Venous thromboembolism is frequent in chronic myeloproliferative neoplasms (MPN). The current strategy for its management includes cytoreductive therapy and antithrombotic prophylaxis, but many issues remain uncertain. In this review, the risk factors and prevention of recurrences will be discussed.

Recent findings

Around one-third of patients with polycythemia vera and essential thrombocythemia experience a major thrombosis at diagnosis or during follow-up. According to the European Leukemia Net guidelines, these patients must be included in the high-risk group for thrombotic recurrence and should be treated with cytoreduction and antiplatelet or anticoagulant drugs in the presence of arterial or venous thrombosis, respectively. Despite this treatment, the annual incidence of recurrence after the first venous thrombosis varies from 4.2 to 6.5% on vitamin K-antagonists and is doubled after discontinuation.

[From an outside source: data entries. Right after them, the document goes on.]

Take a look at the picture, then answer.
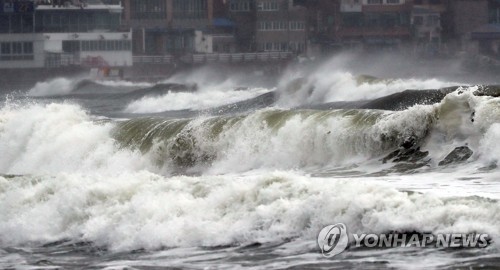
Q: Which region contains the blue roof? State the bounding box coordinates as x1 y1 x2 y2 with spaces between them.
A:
212 18 234 27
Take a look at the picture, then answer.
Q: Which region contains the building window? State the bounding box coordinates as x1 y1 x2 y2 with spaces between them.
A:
257 0 279 11
0 42 34 61
173 0 208 20
229 0 251 11
63 40 132 53
290 21 306 31
130 0 167 20
62 40 80 53
413 16 424 26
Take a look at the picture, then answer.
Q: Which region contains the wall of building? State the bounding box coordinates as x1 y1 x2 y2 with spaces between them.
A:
0 34 44 68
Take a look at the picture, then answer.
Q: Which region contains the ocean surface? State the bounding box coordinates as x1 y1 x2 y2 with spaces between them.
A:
0 56 500 269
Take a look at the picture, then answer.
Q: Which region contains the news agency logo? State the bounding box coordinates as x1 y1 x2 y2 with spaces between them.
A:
318 223 491 258
318 223 349 258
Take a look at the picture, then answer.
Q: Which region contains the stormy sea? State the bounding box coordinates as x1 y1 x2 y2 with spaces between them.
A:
0 56 500 269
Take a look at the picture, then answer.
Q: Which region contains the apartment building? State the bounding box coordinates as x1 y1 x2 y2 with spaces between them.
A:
0 0 132 69
338 0 412 50
255 0 308 54
123 0 217 55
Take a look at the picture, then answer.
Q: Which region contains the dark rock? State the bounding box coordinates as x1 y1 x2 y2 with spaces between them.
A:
439 146 474 166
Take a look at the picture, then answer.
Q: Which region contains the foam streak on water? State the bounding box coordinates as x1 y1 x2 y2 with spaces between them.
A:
0 73 500 269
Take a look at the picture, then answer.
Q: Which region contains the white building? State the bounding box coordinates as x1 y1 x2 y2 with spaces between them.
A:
0 0 133 68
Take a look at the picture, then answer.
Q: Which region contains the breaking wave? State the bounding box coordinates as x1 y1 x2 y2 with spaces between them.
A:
0 84 500 252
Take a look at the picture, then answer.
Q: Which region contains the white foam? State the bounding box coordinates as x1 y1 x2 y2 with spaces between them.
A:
0 104 152 174
28 78 78 97
0 172 500 251
278 58 459 107
125 87 270 113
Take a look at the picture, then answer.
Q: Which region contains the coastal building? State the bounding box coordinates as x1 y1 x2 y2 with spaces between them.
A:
123 0 226 56
411 0 446 57
337 0 412 50
255 0 308 54
0 0 132 69
443 0 489 53
226 0 257 52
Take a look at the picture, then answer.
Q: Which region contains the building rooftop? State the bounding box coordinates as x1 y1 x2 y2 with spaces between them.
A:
35 0 123 11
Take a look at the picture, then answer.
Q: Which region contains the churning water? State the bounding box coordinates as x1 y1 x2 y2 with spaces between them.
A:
0 59 500 269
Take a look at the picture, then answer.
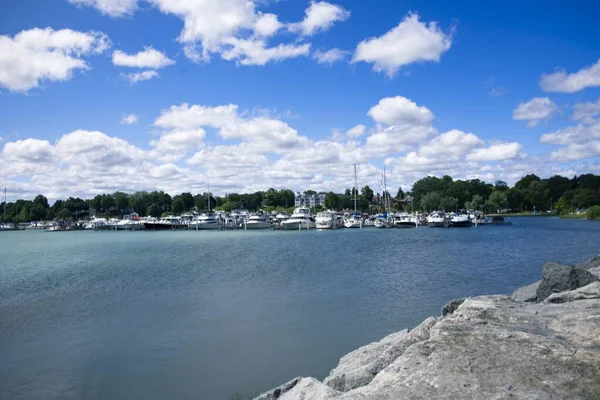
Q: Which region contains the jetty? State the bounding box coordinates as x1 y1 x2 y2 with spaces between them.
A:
255 256 600 400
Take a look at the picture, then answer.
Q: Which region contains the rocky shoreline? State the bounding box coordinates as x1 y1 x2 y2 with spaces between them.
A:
255 256 600 400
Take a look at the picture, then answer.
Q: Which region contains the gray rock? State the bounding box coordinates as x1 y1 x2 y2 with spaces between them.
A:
442 299 465 317
258 290 600 400
510 281 541 303
536 263 598 301
544 282 600 303
323 317 439 392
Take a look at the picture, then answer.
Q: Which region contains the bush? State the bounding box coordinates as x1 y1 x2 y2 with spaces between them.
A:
587 206 600 220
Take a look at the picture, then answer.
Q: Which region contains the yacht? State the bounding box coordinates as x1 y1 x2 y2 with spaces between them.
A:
189 212 219 230
394 213 419 228
245 213 271 229
315 210 343 229
144 216 183 231
427 211 446 228
281 207 317 230
450 213 473 228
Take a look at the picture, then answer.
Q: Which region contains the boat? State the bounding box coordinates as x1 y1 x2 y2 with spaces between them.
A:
427 211 446 228
450 213 473 228
281 207 317 230
244 213 271 229
189 212 220 230
315 210 343 229
394 213 419 228
144 216 183 231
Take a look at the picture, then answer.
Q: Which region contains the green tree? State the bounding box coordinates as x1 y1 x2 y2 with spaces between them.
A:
420 192 442 211
485 191 508 212
325 192 340 210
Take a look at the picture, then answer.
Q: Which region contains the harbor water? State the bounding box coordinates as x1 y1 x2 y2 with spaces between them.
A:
0 218 600 400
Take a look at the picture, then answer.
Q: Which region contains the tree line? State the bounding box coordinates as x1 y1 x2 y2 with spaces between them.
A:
0 174 600 222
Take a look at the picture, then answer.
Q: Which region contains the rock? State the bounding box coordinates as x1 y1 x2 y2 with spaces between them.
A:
536 263 598 301
510 281 541 303
544 282 600 303
323 317 439 392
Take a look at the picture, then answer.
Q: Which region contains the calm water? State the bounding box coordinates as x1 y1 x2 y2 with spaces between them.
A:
0 218 600 400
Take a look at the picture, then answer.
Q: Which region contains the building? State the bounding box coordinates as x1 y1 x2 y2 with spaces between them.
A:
294 192 325 208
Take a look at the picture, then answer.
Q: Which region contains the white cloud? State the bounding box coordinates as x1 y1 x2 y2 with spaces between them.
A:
346 124 367 138
121 114 137 125
253 13 283 37
513 97 559 128
571 98 600 124
289 1 350 36
352 14 452 77
2 139 54 163
119 69 158 85
221 37 310 65
465 142 523 161
67 0 137 17
419 129 484 157
313 49 349 65
367 96 434 125
540 60 600 93
112 47 175 69
0 28 110 93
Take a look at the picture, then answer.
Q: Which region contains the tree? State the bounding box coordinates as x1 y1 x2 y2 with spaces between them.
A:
325 192 340 210
485 191 508 212
420 192 441 211
465 194 483 211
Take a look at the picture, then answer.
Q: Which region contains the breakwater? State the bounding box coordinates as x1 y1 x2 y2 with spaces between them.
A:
255 257 600 400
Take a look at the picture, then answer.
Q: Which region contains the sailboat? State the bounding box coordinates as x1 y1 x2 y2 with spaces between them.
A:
344 164 362 228
375 165 391 228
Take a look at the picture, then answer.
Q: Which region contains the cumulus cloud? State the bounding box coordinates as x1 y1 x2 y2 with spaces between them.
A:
67 0 137 17
119 69 158 85
121 113 137 125
289 1 350 36
465 142 523 161
513 97 559 128
112 47 175 69
352 14 452 77
313 49 349 65
0 28 110 93
540 60 600 93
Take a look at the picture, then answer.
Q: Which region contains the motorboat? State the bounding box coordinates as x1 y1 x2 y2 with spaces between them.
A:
427 211 446 228
281 207 317 230
315 210 342 229
450 213 473 228
189 212 219 230
244 213 271 229
144 216 183 231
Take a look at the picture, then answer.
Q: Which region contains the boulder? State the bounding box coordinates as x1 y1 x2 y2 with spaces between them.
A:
544 282 600 303
510 281 541 303
536 263 598 301
323 317 439 392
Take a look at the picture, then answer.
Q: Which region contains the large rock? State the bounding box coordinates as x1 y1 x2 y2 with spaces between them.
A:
536 263 598 301
259 290 600 400
323 317 438 392
510 281 542 303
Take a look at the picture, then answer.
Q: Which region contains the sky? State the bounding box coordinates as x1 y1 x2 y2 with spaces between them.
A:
0 0 600 200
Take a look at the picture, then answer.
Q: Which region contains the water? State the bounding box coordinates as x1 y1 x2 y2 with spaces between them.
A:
0 218 600 400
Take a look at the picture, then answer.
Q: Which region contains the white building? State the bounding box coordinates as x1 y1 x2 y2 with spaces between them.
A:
294 192 325 208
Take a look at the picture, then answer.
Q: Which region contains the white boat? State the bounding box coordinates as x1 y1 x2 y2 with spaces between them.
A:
189 213 219 230
450 213 473 228
427 211 446 228
315 210 343 229
245 213 271 229
281 207 317 230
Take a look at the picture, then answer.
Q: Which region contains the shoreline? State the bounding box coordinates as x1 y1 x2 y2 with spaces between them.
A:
254 256 600 400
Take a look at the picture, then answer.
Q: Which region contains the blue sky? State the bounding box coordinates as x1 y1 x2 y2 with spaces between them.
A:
0 0 600 198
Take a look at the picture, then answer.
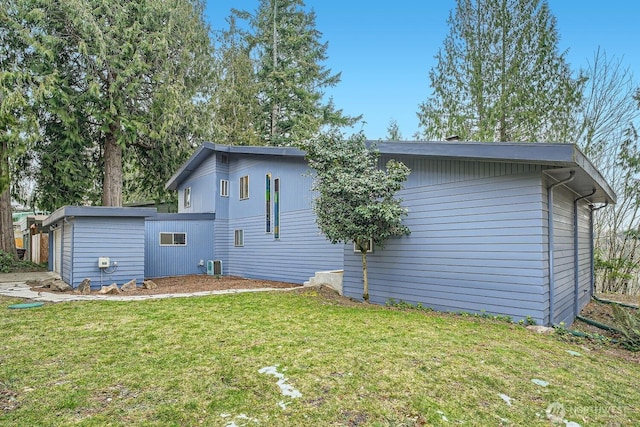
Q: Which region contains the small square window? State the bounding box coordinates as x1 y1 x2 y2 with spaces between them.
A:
183 187 191 208
233 230 244 246
160 233 187 246
220 179 229 197
240 175 249 200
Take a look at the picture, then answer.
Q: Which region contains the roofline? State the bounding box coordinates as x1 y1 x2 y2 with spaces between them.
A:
42 206 157 227
165 141 616 203
147 212 216 221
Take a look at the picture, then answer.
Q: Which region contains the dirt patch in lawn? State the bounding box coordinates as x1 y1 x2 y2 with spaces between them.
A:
31 274 302 296
570 298 640 363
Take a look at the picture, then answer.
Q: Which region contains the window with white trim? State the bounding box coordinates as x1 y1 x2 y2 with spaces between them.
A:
353 239 373 253
182 187 191 208
233 230 244 247
160 233 187 246
240 175 249 200
220 179 229 197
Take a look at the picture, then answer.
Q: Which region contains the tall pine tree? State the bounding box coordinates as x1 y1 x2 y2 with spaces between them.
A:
418 0 583 142
230 0 360 145
24 0 212 209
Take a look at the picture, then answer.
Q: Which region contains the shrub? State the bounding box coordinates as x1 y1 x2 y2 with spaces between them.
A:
0 251 14 273
612 304 640 351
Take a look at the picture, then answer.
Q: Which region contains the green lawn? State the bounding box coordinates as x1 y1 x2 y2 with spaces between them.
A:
0 290 640 426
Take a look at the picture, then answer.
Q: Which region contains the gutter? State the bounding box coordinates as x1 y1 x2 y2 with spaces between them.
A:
547 170 576 325
573 188 596 317
589 200 609 298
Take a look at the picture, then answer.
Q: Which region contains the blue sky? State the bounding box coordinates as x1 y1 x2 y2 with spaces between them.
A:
205 0 640 139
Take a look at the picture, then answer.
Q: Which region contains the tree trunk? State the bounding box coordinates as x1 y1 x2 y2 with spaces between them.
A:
269 0 279 145
0 141 18 259
102 123 122 206
0 187 18 259
360 250 369 302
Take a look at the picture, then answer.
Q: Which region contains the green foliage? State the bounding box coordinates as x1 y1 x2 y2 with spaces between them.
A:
0 250 45 273
304 130 410 250
612 304 640 351
386 120 402 141
222 0 360 146
418 0 583 142
385 298 433 312
210 15 264 145
594 250 638 293
0 250 14 273
302 129 411 301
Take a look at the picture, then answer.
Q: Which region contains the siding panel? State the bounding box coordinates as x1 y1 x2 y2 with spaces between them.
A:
343 167 548 323
145 216 215 277
69 217 145 289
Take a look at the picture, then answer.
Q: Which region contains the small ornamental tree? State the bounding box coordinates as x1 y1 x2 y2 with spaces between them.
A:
303 130 411 302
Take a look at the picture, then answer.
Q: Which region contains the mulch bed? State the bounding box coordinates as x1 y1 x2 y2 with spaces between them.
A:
31 274 302 296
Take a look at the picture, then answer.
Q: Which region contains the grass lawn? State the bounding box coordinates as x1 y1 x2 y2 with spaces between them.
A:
0 290 640 426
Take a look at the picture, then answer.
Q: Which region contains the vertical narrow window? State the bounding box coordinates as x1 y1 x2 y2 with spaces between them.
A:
273 178 280 239
182 187 191 208
264 173 271 233
220 179 229 197
233 230 244 247
240 175 249 200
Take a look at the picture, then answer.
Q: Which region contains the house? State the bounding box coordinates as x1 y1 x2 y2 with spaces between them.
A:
167 141 616 324
42 206 156 288
45 141 616 325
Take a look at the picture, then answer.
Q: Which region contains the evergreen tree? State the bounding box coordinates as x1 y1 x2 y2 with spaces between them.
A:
0 0 53 256
387 120 402 141
418 0 583 142
232 0 359 145
211 15 263 145
25 0 212 208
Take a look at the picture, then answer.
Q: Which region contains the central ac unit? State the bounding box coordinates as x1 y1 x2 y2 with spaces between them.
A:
207 259 222 276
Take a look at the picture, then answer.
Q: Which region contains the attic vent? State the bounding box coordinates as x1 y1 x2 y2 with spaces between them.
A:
207 259 222 276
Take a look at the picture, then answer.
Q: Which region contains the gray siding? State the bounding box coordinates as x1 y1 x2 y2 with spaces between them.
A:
145 216 215 277
344 167 547 323
578 201 593 313
65 217 145 288
60 222 74 284
178 153 219 213
214 219 233 275
553 187 575 324
227 209 343 284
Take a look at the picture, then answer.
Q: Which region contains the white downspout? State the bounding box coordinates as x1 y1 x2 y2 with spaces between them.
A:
573 188 596 317
547 170 576 326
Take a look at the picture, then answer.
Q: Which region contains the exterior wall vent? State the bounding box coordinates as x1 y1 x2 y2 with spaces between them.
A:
207 259 222 276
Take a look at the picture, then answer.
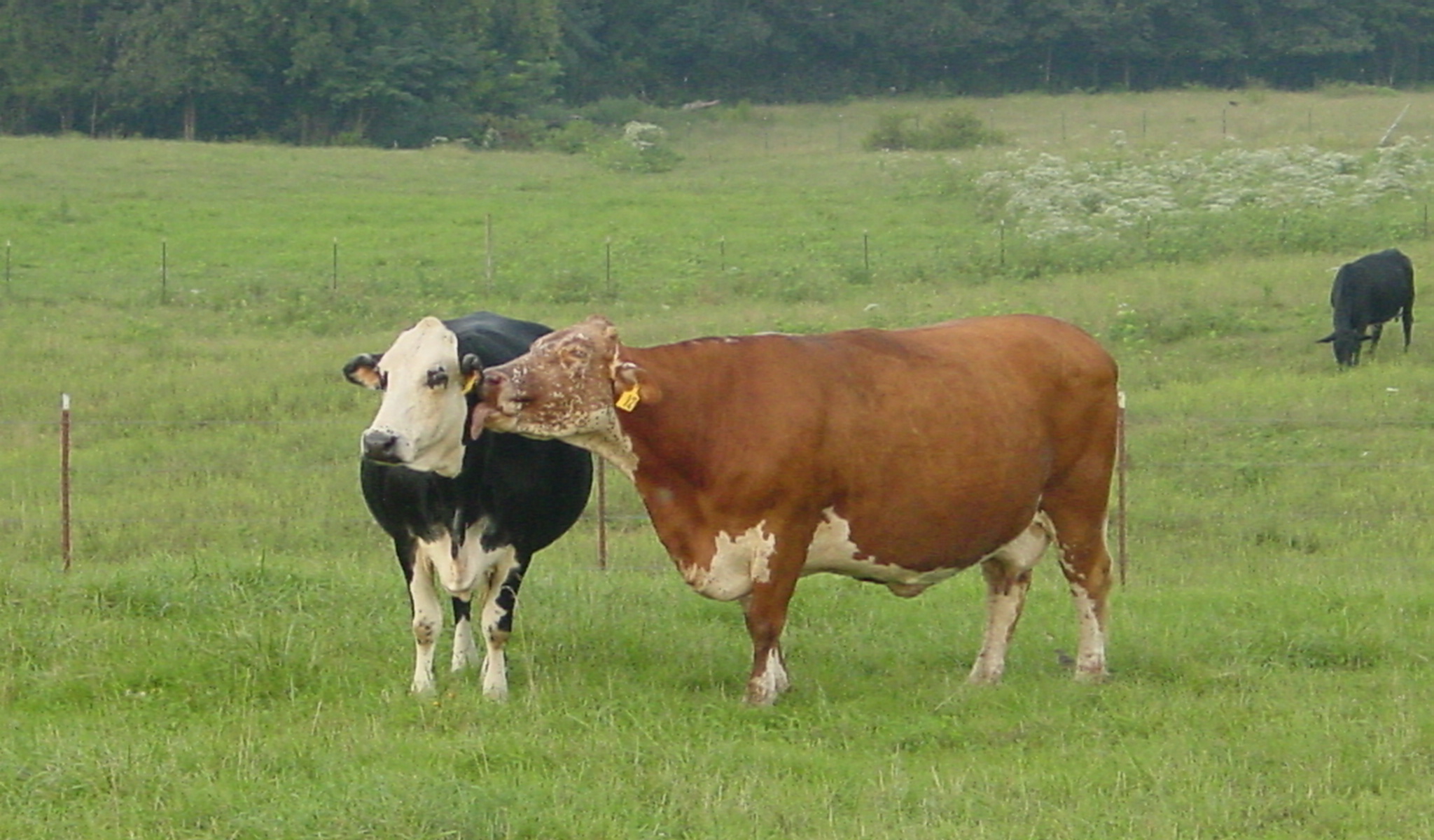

The highest incidence of recurrence occurs after cerebral and hepatic vein thrombosis (8.8 and 8 per 100 pt-years, respectively). The occurrence of major bleeding on vitamin K-antagonists is similar to a non-MPN population and accounts for a rate of 1.8–2.4 per 100 pt-years.

Summary

After venous thrombosis, the incidence of recurrence in MPN remains elevated, which suggested there was a need to review the current recommendations of primary and secondary prophylaxis.